The gate guards pounded the butts of their spears against the hard ground as he went by. He dipped his head to return the salute. Then he left the stronghold and went into the village, an altogether different world.

Homes and shops straggled down to the base of the hill the stronghold topped and even for a little distance out onto the flat land below. Some were of stone, some of mud brick with widely overhanging thatched roofs to protect the walls from winter storms. Set beside the stronghold, they all seemed like toys.

The hill was steep, the streets winding and full of stones; if you tumbled, you were liable to end up at the bottom with a broken leg. Abivard had been navigating through town since he learned to toddle; he was as sure-footed as a mountain sheep.
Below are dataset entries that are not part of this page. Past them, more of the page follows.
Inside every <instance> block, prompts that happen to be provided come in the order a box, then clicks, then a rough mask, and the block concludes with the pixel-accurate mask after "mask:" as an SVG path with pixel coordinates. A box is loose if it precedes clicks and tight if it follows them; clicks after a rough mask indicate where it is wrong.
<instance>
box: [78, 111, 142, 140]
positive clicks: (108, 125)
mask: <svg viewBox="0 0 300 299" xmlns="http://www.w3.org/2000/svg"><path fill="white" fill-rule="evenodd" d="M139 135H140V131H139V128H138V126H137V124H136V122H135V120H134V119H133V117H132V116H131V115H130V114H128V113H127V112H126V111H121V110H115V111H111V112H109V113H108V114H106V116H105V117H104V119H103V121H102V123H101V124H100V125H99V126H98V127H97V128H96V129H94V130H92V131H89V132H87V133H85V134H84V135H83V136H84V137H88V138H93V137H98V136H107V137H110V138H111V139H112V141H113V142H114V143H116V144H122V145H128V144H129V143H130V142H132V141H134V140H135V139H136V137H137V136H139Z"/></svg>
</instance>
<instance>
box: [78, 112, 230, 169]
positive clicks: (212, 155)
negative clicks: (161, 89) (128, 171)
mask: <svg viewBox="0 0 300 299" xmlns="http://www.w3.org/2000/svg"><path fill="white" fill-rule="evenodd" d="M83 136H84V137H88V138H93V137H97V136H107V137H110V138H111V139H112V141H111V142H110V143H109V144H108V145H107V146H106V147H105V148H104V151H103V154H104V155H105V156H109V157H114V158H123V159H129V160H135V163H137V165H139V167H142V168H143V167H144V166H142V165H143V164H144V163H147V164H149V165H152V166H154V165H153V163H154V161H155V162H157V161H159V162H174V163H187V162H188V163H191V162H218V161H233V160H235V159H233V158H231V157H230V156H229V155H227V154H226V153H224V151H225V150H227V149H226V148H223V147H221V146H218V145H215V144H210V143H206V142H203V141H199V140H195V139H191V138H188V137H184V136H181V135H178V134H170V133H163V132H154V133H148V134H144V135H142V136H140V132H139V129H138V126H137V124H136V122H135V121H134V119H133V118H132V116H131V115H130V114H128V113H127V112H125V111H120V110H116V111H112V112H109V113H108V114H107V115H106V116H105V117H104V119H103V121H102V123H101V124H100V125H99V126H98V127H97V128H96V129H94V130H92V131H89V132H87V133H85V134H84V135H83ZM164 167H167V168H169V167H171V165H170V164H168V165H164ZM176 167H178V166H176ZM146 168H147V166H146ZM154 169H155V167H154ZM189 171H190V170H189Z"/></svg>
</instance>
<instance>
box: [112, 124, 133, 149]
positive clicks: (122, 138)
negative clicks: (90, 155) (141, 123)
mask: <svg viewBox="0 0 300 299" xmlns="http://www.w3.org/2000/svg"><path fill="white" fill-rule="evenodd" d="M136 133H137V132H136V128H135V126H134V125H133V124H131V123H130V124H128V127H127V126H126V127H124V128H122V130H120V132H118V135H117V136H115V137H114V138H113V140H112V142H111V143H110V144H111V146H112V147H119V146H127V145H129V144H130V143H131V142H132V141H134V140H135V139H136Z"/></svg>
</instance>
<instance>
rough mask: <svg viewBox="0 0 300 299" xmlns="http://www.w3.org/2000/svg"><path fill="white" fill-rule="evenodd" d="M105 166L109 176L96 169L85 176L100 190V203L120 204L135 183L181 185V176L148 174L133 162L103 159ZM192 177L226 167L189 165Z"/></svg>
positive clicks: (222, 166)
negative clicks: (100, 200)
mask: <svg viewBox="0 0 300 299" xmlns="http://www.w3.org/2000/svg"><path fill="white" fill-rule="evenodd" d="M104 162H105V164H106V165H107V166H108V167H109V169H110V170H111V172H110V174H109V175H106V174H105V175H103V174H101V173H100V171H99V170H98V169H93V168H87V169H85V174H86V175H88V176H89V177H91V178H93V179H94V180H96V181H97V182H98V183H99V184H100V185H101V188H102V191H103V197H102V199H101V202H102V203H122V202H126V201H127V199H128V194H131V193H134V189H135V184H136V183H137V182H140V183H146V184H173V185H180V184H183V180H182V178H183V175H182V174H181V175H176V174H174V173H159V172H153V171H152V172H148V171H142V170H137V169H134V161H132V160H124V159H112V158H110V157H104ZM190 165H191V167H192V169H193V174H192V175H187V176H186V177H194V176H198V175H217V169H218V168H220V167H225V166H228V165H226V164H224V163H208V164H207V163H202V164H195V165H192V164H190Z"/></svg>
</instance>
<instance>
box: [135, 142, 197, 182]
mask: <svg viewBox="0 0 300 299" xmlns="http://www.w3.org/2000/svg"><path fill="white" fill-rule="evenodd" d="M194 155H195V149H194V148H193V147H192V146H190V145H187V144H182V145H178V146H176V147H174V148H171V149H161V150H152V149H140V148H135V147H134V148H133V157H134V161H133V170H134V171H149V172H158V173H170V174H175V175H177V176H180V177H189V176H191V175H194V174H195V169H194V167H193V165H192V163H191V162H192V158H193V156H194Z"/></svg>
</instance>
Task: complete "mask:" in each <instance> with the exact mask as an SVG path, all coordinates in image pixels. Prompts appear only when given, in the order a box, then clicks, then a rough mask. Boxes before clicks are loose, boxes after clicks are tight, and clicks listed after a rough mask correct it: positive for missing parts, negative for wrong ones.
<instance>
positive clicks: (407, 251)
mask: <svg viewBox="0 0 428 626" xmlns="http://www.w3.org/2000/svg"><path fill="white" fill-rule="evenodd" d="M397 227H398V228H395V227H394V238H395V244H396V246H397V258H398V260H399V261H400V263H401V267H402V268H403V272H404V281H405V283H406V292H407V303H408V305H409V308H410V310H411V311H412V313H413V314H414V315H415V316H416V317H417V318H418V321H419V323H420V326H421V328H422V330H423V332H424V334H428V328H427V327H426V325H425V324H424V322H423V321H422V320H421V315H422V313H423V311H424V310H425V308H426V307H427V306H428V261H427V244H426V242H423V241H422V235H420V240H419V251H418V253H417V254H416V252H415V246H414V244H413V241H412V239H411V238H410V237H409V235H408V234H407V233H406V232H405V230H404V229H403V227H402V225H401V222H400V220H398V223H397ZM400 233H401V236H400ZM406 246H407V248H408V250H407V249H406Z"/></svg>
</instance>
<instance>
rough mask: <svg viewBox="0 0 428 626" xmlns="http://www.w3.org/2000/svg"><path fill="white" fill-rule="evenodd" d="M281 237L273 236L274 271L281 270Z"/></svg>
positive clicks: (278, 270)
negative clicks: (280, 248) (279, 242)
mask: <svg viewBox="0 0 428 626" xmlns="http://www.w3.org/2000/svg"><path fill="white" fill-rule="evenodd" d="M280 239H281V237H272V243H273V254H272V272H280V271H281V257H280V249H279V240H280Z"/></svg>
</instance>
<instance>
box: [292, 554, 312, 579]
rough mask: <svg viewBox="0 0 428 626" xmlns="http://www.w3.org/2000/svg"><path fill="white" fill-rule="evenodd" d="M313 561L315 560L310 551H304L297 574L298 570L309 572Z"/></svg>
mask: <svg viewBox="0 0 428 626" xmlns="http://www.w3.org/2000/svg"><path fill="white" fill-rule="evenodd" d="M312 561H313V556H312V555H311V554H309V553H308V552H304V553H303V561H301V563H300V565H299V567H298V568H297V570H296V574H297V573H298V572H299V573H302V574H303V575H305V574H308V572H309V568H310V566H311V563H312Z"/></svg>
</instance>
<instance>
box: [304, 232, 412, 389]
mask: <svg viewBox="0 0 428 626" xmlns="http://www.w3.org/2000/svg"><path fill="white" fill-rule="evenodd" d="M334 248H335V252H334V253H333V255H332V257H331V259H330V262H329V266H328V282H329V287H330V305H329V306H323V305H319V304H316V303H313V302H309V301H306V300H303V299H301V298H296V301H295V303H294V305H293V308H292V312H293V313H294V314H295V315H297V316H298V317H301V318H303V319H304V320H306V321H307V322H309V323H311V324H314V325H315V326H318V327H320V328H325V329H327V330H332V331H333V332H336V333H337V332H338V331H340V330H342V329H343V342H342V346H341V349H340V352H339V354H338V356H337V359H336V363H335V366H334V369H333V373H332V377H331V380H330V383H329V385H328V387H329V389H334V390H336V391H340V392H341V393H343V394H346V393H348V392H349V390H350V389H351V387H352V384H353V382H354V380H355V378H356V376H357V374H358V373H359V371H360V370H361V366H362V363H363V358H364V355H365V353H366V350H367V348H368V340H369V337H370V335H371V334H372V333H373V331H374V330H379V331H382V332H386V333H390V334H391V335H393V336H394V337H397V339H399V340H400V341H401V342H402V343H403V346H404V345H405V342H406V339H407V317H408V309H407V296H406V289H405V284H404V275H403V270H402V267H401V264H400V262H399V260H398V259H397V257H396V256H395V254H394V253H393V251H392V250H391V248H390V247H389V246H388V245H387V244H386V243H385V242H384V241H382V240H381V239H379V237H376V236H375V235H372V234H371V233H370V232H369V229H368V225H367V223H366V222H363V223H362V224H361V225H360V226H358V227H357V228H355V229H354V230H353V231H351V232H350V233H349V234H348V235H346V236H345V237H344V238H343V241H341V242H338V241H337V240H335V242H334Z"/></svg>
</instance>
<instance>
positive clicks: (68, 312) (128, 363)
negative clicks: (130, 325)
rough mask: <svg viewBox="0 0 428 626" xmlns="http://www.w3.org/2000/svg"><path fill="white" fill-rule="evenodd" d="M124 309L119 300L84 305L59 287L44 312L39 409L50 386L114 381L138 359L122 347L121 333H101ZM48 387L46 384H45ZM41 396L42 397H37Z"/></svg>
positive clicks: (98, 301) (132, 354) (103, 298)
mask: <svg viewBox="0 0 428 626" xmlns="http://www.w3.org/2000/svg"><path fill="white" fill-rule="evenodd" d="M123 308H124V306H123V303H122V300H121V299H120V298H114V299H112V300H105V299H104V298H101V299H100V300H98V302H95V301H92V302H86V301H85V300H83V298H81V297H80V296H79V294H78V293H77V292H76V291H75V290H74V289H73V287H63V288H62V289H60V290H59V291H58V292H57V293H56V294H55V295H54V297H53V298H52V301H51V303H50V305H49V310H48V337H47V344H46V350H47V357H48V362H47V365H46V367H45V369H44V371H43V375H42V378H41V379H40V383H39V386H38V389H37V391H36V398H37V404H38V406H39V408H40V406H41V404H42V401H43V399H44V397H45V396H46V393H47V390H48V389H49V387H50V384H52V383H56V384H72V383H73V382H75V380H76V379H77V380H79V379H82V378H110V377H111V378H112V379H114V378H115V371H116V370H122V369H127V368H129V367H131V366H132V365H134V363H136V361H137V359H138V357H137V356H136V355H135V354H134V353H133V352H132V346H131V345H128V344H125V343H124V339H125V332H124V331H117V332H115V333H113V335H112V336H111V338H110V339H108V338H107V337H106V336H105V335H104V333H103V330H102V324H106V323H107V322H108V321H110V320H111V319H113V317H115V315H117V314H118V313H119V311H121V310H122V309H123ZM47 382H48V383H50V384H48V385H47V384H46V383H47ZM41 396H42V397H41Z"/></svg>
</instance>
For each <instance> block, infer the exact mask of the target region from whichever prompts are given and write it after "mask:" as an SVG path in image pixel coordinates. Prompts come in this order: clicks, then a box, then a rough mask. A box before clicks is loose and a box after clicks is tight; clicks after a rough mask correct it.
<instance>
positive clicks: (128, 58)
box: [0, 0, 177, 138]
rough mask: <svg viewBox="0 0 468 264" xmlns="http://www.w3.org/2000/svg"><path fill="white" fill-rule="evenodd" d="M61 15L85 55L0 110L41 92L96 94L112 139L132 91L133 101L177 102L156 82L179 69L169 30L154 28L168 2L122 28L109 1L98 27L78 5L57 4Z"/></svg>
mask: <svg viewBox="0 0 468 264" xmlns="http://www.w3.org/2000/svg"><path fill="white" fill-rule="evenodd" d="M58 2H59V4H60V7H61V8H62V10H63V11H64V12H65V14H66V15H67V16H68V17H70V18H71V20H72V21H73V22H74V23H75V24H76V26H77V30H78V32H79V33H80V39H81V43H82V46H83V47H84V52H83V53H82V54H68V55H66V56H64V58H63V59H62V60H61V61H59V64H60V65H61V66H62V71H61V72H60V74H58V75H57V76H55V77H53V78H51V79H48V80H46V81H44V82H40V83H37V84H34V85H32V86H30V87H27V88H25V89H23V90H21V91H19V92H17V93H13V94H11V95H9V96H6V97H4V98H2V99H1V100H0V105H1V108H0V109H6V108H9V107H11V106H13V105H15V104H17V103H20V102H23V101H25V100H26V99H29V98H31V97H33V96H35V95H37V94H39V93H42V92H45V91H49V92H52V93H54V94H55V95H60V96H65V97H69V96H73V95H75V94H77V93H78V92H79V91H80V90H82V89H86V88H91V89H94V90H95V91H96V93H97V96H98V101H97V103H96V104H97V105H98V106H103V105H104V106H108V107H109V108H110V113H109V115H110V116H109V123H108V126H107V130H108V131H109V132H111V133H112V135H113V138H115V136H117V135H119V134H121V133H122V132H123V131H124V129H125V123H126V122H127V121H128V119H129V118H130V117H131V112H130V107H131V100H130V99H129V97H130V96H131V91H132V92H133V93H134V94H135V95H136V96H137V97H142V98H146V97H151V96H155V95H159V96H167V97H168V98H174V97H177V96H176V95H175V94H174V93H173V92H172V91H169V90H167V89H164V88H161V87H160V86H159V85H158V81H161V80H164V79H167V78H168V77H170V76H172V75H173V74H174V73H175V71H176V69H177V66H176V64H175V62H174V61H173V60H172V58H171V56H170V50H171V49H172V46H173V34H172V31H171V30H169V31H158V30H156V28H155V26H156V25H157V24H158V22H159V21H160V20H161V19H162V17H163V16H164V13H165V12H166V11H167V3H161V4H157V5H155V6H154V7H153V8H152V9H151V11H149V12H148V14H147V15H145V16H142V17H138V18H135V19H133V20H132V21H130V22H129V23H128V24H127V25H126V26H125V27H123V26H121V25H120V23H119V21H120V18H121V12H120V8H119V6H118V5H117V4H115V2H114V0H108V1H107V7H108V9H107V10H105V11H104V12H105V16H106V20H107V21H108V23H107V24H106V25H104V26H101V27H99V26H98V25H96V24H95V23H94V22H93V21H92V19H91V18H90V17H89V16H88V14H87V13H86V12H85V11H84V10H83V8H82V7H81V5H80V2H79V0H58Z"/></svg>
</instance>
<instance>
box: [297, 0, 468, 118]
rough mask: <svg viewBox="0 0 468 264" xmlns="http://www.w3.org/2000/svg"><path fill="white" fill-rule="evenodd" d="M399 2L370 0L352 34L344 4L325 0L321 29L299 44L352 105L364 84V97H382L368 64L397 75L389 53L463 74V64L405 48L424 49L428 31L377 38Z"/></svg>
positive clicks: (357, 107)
Merchants cried their wares in the market square: chickpeas, dates, mutton buzzing with flies, utterances of the Prophets Four on parchment amulets-said to be sovereign against disease, both as prevention and cure; Abivard, whose education had included letters but not logic, failed to wonder why the second would be necessary if the first was efficacious. The calls rose from all around: knives, copper pots and clay ones, jewelry of glass beads and copper wire-those with finer stuff came to sell at the stronghold-and a hundred other things besides. The smells were as loud as the shouts.

A fellow was keeping a pot of baked quinces hot over a dung fire. Abivard haggled him down from five coppers to three; Godarz was not a man who let his sons grow up improvident. The quince was hot. Abivard quickly found a stick on the ground, poked it through the spicy fruit, and ate happily on his way down to the cobbler's shop.